Fermilab/HTCondor Minutes May 08, 2015

Krista, Zack, Tony, Steve, Parag, Marco

Agenda and Notes:

condor_off -peaceful to a remote machine does not shut down the daemons and python bindings has bug that prevents a peaceful shutdown.

  • Bug report has been filed: htcondor-admin 27971
  • No changes from last meeting

When using glexec, HTCondor tars up results as the job user, then pipes the tar'd content to the condor user and untars it as the HTCondor user. This effectively doubles the disk space used by the job.

  • There should be a solution shortly for this problem

In a recent change to the GWMS the CCBs can be set explicitly and be multiple (for redundancy and load balance). If the user specifies too many the system seems not to work (even if I did not find the exact error, communications are broken). Is there a limit to the number of CCBs specified in CCB_ADDRESS? What breaks? Where can I see it?

  • Should be no limit
  • breaks between 10 and 20 - 10 works, 20 fails
  • turn up debugging and send error report to HTCondor team

Running on Gordon (SDSC) the STARTER started failing to write files with errno 28: could be some file system error like "no space” or “no inodes” or too many files in directory but checks for all of these seem negative when I looked. The error went away and things restarted. Any suggestion of what could have caused the error and how to dig further if it happens again? The file system where the error was seen is Luster.

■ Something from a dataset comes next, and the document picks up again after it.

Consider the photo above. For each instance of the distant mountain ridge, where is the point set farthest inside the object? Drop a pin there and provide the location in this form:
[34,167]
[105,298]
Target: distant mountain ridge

  • from Zach: sometimes it maybe on the Starter, sometimes may be on the Shadow maybe there was a user quota possibly a lustre error
  • Sent error message to list - definitely happening on the Starter side
  • not much extra info available since it is a kernel message and HTCondor passes back all the info it has

Status of nova gahp

  • No change, communication black hole

Status of GCE gahp

  • Thought there was a gahp with the old API that broke when Google changed APIs
  • Will have to check on the status

Weird warning message when upgrading to HTCondor 8.3.5

  • Turns out to be harmless and safe to ignore. It is related to IPv6 code. The FNAL nodes do not have IPv6 enabled, which is the cause for the warning. Will be fixed in 8.3.6.